Urban Meyer Was 'Irate' with Denzel Ward Targeting Call; Big Ten Agrees

Scott PolacekFeatured ColumnistOctober 10, 2017

COLUMBUS, OH - OCTOBER 7:  Denzel Ward #12 of the Ohio State Buckeyes hits Taivon Jacobs #12 of the Maryland Terrapins after a reception in the first quarter at Ohio Stadium on October 7, 2017 in Columbus, Ohio. Ward was ejected from the game after being assessed a targeting penalty for the hit.  (Photo by Jamie Sabau/Getty Images)
Jamie Sabau/Getty Images

The Ohio State Buckeyes had little trouble dispensing the Maryland Terrapins during their 62-14 win on Saturday, but head coach Urban Meyer was "irate" his team lost cornerback Denzel Ward to a targeting penalty in the first quarter.

On Tuesday, Dan Murphy of ESPN.com reported the news and noted Big Ten officials admitted Meyer was correct. Ohio State submitted a complaint to the conference's office, and the Big Ten announced replay officials should have overturned the call and prevented Ward's ejection.

Ward appeared to force a fumble—which Ohio State would have likely returned for a touchdown—with a hard hit on wide receiver Taivon Jacobs, but officials stopped the play and called it an incomplete pass and targeting. The call was confirmed via replay.

"Concerned, irate, all of the above," Meyer said when discussing the targeting, per Murphy. "It's not the person on the field. Those are snap judgments. I still to this day don't understand how that happens, but that's for the higher-ups to figure out. Concerned is probably not strong enough."

Ward wasn't the only Buckeye to be ejected from Saturday's contest against Maryland.
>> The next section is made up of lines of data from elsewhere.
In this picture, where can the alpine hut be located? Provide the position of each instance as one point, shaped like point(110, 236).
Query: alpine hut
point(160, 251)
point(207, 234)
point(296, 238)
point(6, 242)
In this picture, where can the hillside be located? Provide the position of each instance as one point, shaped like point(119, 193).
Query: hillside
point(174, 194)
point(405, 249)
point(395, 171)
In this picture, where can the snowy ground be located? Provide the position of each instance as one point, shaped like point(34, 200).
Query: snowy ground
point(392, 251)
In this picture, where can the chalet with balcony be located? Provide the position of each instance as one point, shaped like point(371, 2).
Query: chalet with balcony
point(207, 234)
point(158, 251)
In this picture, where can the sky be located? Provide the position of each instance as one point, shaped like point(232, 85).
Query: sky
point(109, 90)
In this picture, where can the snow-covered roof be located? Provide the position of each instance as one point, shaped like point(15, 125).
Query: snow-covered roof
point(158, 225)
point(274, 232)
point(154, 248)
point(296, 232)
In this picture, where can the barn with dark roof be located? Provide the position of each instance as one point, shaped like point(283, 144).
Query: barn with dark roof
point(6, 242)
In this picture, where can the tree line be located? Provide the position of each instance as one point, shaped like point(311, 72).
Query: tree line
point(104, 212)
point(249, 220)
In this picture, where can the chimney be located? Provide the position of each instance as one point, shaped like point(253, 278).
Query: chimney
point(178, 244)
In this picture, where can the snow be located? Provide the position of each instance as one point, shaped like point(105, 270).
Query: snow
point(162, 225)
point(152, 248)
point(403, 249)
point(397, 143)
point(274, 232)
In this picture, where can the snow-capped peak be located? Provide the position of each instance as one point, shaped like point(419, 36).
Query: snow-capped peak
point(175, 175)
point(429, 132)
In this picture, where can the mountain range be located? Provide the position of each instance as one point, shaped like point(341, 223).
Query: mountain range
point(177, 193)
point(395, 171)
Fellow defensive back Damon Arnette hit quarterback Max Bortenschlager as the latter was sliding, drawing a targeting penalty and ejection.

While neither proved costly in the game against the Terrapins, Arnette's is more concerning long term for Ohio State because his came in the second half. That means he will miss the first half of the team's upcoming contest at Nebraska, putting additional pressure on Ward and the rest of the secondary until he is eligible to return in the second half.

Fortunately for the Buckeyes, the Cornhuskers are a mere 63rd in the nation in passing yards per game and aren't well-equipped to take advantage of the shorthanded secondary.